Hi, I’m fundamentally not understanding something.
This is the grammar point なくて | Japanese Grammar SRS which I think I understand.
I don’t understand part of this sentence
部屋が暖かくなくて全然寝れません。
The question wants you to augment [暖かい]
It says the correct way to do this is 暖かくなくて.
My question is why is い becoming く. Why doesn’t い become き?
What am I not understanding here, why does it change vowels?
Hey @Superpnut !
When conjugating い-adjectives into their negative form, the い gets dropped and is replaced with a く. This might be useful!
Hi, can anyone explain why this is wrong?
During the lesson, it said that the answer is も “Tanaka-san is also famous”, but to me as a new person to grammar, it seems like it should also make a lot of sense as “Tanaka-san is famous”.
I didn’t use the hint to show that it wanted “both”.
I suppose my question is, how are you supposed to know that this is "も” during a lesson without using a hint when は also seems correct too. It seems impossible unless there is a trick I’m missing.
Should we not have something to say someone else is famous first, so that we can know to use “も”.
E.g.
Lewby: Alice is famous
Bob: What about Tanaka-san?
Lewby: Tanaka-san is also famous.
But I think I was only shown 田中さん_有名です。so there is no way to know it’s “also” rather than は.
Take this with a big grain of salt because I’m lower intermediate myself and not super confident in my particle knowledge, but I think は here, if anything, implies the opposite because it has a contrastive function. It’s more like Tanaka (as opposed to whoever was discussed before) is famous.
But either way, there is no:
Because we’re given the sentence in a vacuum, so I think without more context it could be が、は or も.
If you’re new to grammar, it might be helpful just to have the hints on for the time being. Especially at the lower levels, you’re likely gonna run into things like this a lot, since you’re building on the fundamentals. It does get better the further along you go, at least in my opinion, so it becomes a lot easier to work without the hints.
There is no need to switch! If you just use your keyboard as normal (non-kana mode), bunpro changes the input to kana automatically. I don’t think there is a way to see the answer before you type something in, though.
“Hints” are a misnomer in Bunpro. They are often required to determine what the question is asking you to say. In general, you’ll find lots of grammatically correct ways you can fill in blanks that are not what the question is asking, and therefore will be marked wrong.
In this case, the question specifically was requiring you to convey “also”, which is why も works and は doesn’t.
On the flip side, once you learn several ways to express a similar concept, I’ve found Bunpro to be extremely good about not marking alternatives wrong.
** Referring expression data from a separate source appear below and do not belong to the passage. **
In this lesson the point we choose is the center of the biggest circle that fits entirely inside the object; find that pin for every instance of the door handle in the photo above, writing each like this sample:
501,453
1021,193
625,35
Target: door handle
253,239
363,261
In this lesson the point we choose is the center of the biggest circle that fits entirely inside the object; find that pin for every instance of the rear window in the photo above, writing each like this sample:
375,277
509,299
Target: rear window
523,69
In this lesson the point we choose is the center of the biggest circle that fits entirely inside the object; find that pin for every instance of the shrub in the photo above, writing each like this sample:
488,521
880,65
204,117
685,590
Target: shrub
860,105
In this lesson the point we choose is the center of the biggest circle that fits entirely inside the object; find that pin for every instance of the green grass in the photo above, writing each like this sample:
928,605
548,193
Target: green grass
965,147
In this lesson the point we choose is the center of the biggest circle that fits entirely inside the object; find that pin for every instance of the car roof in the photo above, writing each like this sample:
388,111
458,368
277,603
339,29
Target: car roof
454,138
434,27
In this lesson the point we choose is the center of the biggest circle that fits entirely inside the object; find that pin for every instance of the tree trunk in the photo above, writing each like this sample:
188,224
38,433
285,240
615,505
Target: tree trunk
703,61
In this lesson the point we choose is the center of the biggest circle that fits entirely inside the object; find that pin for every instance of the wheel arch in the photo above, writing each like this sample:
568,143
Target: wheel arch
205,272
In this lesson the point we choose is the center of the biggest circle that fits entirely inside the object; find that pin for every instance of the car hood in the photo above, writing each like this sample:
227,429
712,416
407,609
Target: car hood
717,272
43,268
Instead it will provide an extra message to direct you to the answer, or else it may just count your alternative answer correct.
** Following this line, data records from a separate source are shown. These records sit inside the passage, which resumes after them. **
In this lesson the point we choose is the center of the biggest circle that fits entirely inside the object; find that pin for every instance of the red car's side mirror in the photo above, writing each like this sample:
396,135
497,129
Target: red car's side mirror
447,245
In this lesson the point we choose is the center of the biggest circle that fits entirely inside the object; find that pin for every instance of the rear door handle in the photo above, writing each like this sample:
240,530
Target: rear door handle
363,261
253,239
Personally, I keep hints off so I can try to understand the sentence on my own. After reading the sentence but before answering, I click to show the hint so that I know what it wants.
So nope, you’re not missing anything here. “Hints” should probably be renamed to “prompts” or something like that since they are absolutely required for disambiguation in many cases.
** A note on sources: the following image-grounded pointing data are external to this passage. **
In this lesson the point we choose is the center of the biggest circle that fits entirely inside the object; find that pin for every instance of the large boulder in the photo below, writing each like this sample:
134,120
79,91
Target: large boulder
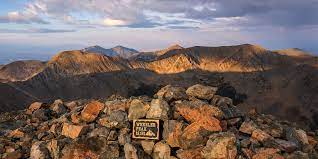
138,109
159,109
201,92
91,111
220,146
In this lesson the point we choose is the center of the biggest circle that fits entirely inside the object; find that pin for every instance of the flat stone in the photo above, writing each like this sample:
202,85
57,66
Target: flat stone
39,150
172,130
261,135
297,136
33,107
190,153
170,93
73,131
220,145
267,153
248,127
130,151
117,119
91,111
147,146
159,109
58,107
201,92
138,109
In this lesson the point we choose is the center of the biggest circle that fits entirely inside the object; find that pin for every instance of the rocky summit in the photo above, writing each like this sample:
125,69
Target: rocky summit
194,123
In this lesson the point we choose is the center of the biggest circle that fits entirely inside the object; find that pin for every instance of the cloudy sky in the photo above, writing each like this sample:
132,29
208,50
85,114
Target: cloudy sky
47,26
Yeah I wanted to answer without hints because the word “hints” implies I’m struggling or need “extra-support” which definitely has a negative feeling to it.
But it is required to use them to get these sorts of questions correct I guess. So I guess I’ll use them then!
Hi, I’m wondering how to make the “hide furigana based on Wanikani progress” feature work. Just choosing the relevant options in settings doesn’t seem to do anything.
I’m not super sure because it was a long time ago. BUT I think you need to make a new API code you can’t just use an old one and it requires the correct permissions. Could be wrong but I kind of remember needing to do something like that.
Is there a quick way to reset vocab reviews or do I have to do it one by one?
Thank you for replying:)
I did generate a new API code for Bunpro, but I can’t see why it would require anything more than the standard “read” permissions. Do you remember which other permissions should be included?